The latest mobile innovations in government operations
Securing mobile devices throughout the United States government is no easy feat. The government uses of mobile devices continue to grow over time, and according to research from FedScoop, 49 percent of federal employees rely on their personal smartphones to do their jobs. Another 74 percent use personal tablets for work purposes.
At the federal level, enacting the necessary security changes is an uphill battle. Federal agencies must implement changes without exceeding restrictive budgets, and they must go through bureaucratic approval processes that hinder the rate of mobile innovations.
Meanwhile, many security measures available for consumer devices, such as biometric tools like fingerprint readers and eye scanners, are not government grade and therefore can’t be used, according to Computer World. Even the mobile devices themselves — including hardware from leading manufacturers — don’t clear government-grade regulations, which means the task of raising mobile security to meet government standards is both costly and time intensive.
Even so, government IT professionals are finding ways to upgrade security that better protects federal mobile devices. Here’s a look at how this strategy is taking shape:
Mobile threat detection
Mobile threat detection software (MTD) uses machine learning to evaluate devices for behavior anomalies that might indicate a vulnerability or breach. The data and behaviors used by this software are not high-level data sources themselves, but MTD is able to monitor patterns and changes in behavior in a way that allows for near-instant responses to potential breaches.

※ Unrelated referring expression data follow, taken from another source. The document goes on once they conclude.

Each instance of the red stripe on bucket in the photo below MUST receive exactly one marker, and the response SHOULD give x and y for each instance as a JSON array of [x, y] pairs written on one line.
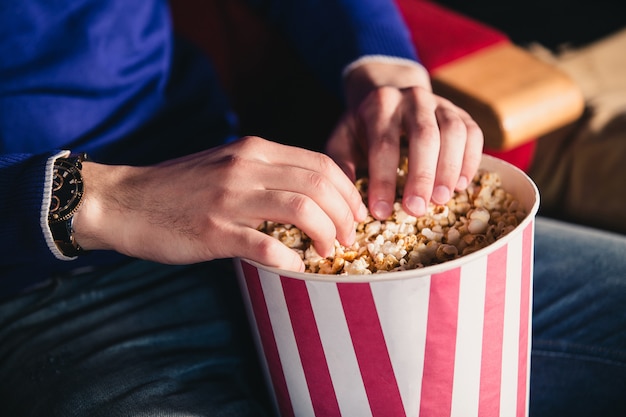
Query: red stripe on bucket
[[270, 349], [371, 350], [439, 352], [527, 256], [310, 348], [493, 328]]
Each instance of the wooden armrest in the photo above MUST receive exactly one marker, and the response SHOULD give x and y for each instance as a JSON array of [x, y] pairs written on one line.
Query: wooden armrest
[[511, 94]]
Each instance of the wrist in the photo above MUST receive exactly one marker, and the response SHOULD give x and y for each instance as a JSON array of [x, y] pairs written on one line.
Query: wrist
[[67, 195], [89, 224]]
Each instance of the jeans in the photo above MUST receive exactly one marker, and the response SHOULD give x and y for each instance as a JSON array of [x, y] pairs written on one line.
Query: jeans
[[143, 339]]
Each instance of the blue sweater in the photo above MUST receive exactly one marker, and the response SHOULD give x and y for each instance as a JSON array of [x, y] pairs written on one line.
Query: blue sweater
[[110, 78]]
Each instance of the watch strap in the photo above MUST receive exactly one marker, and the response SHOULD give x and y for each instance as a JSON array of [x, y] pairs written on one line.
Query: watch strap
[[63, 235], [61, 229]]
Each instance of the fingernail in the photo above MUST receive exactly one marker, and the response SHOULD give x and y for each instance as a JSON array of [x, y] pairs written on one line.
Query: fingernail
[[362, 213], [441, 194], [462, 183], [416, 205], [351, 237], [381, 209]]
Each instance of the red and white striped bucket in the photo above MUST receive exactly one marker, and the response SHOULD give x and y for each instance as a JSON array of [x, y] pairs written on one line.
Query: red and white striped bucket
[[446, 340]]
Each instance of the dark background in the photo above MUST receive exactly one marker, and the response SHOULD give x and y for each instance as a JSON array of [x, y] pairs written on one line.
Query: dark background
[[553, 23]]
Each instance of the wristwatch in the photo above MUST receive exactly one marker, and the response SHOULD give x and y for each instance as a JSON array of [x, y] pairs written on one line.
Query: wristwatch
[[68, 191]]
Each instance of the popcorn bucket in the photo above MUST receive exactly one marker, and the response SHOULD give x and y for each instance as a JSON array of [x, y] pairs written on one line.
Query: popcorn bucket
[[451, 339]]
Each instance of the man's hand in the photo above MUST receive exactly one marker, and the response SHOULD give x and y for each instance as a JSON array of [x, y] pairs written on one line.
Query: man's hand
[[386, 102], [208, 205]]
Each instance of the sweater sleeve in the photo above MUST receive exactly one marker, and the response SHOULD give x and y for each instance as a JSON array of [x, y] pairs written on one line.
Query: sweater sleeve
[[26, 184], [331, 34]]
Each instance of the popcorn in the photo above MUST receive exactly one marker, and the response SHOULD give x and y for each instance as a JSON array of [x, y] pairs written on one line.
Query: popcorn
[[471, 220]]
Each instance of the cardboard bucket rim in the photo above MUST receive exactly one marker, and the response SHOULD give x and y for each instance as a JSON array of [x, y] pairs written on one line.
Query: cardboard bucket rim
[[528, 188]]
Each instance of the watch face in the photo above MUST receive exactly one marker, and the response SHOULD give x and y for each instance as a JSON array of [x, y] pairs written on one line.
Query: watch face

According to the Computer World article mentioned above, if an irregular behavior occurs that reflects possible malware or the creation of a vulnerability — such as an employee turning off their device password, or a user approving a connection and data sharing with an unauthorized source — the MTD solution can instantly freeze access, deny permissions to certain data or lock the phone entirely until IT personnel are able to address the issue, investigate the root behavior and verify that the device and network are both secure. Before MTD, it was possible for such vulnerabilities to go undetected until a cyber attack or data breach struck.
Remote device management
To protect government employee devices operating outside of an agency building, IT professionals have been implementing remote device management to control permissions and protect sensitive data and assets from falling into the wrong hands.
According to the FedScoop article, 67 percent of government IT professionals surveyed have already implemented remote device management or are currently in progress. Another 22 percent are considering or planning for remote management capabilities, making it one of the mobile security strategies with the highest adoption rates among government agencies.
Implementing a layered approach to mobile innovations
While government IT security can’t rely on any one solution to provide consistent, reliable protection, Nextgov advocates a layered approach to security that meets threats with at least three different types of security.
The first layer is common sense on the part of the user, which means not clicking on questionable links and not granting permission to untrusted third parties. Training programs are one way to educate employees on the government uses of mobile devices while enacting this layer of security at the federal level, and without creating excessive strain on federal agency budgets.
Mobile devices should also operate within the framework of a mobile device management system, allowing for permissions management, analytics, behavioral patterning and other critical management services that can identify threats and mitigate attacks.
Over time, government agencies need to bolster hardware to meet government standards, implementing a process known as hardening to provide a maximum level of security. Since this costly process likely can’t cover all or even a majority of devices at first, agencies should prioritize devices with access to highly sensitive data and assets.
Prioritized enhancement of data access and asset protection
There are many emerging security measures anticipated for implementation later this year and currently being developed by thousands of government IT professionals. These enhancements reflect the highest priorities for government mobile security going forward and reflect the agendas of both the Department of Homeland Security and the White House.
According to Lookout, among the most pressing areas of focus are the “delineation and increased protection of high-value assets,” which means that security measures lacking the cost efficiency for a nationwide rollout may still be used to protect sensitive data and digital assets held by the government. Processes are also underway to enhance government policies regarding Trusted Internet Connections in an effort to reduce malware infections as well as fake Wi-Fi connections set up to steal data from mobile devices.
Additional priorities include an increased focus on data access and cloud security, along with general upgrades to mobile device management strategies throughout the government.
Government cybersecurity has for years lagged behind the rate of development and enhancement in the private sector. Because cyber threats capable of attacking governments with devastating consequences are more prevalent than ever before, 2018 is shaping up to be a year of long-overdue mobile innovations for the federal government.